Auch der Gewerbe- und Industriebau trug zu der positiven Entwicklung bei: Hier erhöhten sich die Umsätze um 6,8 Prozent, die neuen Aufträge um 2,6 Prozent. Im öffentlichen Bau verzeichnete man ein Umsatzplus von 5,3 Prozent, zudem vergaben staatliche Stellen 2,2 Prozent mehr Aufträge als noch im März.

Besonders der Tief- und Ingenieurbau trieb das Wachstum in allen drei Hauptsegmenten voran. Insgesamt stiegen die Auftragseingänge im Sektor in den ersten vier Monaten 2026 im Vorjahresvergleich um 1,8 Prozent.

Die Materialkosten blieben indes auf hohem Niveau: Allein der Bitumenpreis kletterte im Mai 2026 um 31,2 Prozent gegenüber dem Vorjahr – maßgeblich bedingt durch die Konflikte in der Straße von Hormus.
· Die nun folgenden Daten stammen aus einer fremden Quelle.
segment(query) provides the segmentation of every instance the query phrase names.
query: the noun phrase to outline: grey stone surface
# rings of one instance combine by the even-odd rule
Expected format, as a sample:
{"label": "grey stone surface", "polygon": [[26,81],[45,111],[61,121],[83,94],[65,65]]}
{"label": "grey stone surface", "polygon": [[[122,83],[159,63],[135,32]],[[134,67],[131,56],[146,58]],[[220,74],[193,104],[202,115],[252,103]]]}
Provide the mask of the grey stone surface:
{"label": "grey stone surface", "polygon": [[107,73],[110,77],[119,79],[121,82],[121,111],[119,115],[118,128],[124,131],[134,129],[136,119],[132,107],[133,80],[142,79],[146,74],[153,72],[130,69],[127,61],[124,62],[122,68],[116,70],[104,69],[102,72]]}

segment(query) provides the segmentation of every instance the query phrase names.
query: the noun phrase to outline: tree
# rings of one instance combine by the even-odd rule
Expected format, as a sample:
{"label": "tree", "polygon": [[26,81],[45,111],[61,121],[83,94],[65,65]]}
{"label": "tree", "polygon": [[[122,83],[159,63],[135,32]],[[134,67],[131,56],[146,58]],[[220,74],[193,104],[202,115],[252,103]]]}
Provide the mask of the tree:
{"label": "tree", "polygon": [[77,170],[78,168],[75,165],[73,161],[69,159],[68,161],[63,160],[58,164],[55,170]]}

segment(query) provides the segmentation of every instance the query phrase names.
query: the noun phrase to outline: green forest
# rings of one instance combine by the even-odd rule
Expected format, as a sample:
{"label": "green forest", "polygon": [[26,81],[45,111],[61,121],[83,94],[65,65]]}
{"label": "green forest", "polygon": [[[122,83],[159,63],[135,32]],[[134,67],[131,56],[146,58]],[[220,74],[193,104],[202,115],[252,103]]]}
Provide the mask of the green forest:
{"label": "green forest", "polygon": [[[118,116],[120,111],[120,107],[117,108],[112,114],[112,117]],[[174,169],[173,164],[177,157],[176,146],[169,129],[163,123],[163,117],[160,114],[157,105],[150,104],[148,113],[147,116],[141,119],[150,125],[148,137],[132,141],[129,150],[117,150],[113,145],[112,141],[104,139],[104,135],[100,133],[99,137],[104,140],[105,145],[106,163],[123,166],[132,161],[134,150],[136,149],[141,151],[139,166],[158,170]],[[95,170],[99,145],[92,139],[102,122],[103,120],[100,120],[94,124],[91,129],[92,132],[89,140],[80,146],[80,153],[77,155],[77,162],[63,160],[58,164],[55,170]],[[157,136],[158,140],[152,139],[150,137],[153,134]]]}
Auch Holz, Metalle, mineralische Baustoffe und Transportbeton wurden teurer.

Trotz der gestiegenen Umsätze und Auftragseingänge im Wohnungs-, Gewerbe- und öffentlichen Bau bleibt die Branche unter Druck: Die explodierenden Materialkosten pressen die Gewinnspannen. Die Bauwirtschaft kämpft weiterhin mit den steigenden Preisen für essenzielle Rohstoffe.